В эти дни она, сирота, вдруг начала много думать об отце и матери, которых совсем не помнила и никогда не видела. Прежде Мардохей часто рассказывал ей об отце, то есть о своем любимом дяде Абихаиле, и также о его старшем брате Аминадаве, который стал её воспитателем после смерти отца. Но он почему-то почти никогда не говорил о матери Эсфирь, об Анне.
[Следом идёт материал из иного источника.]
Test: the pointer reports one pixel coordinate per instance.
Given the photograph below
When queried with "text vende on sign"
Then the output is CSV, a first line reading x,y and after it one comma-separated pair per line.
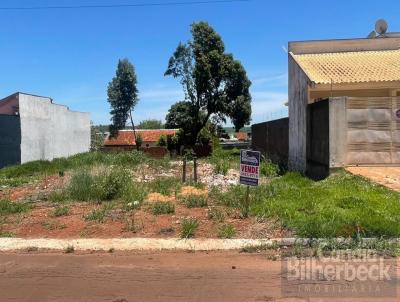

Мардохей признавался, что слишком плохо помнил её, так как в свои детские годы почти не обращал на неё внимания, и редко разговаривал с женой Абихаила, которая от природы была очень молчаливой. Анна была очень красивой и терпеливой, а под конец разделила с любимым мужем даже смерть вот что обычно рассказывал Мардохей, только это.
Всякий раз, встречая на дороге красивых женщин, Эсфирь нередко думала про себя: "Вот точно такой же, неверное, была и Анна". Но когда спрашивала об этом Мардохея, тот отрицательно качал головой, и говорил:
"Нет, она была вовсе не такой, твоя мать совсем ни на кого не была похожа".
Лишь один раз в жизни, как раз перед тем, как отвести приемную дочь в женский дом Гегая, Мардохей сказал задумчиво: "Ты стала очень красивой, девочка, теперь ты немного похожа на свою мать, самую малость..."
И тогда Эсфирь задала дезкий вопрос, так как в то время ей, как никогда, нравилось говорить со всеми прямо, с вызовом в голосе: "Ты хочешь сказать, что она была ещё даже красивее, чем я?"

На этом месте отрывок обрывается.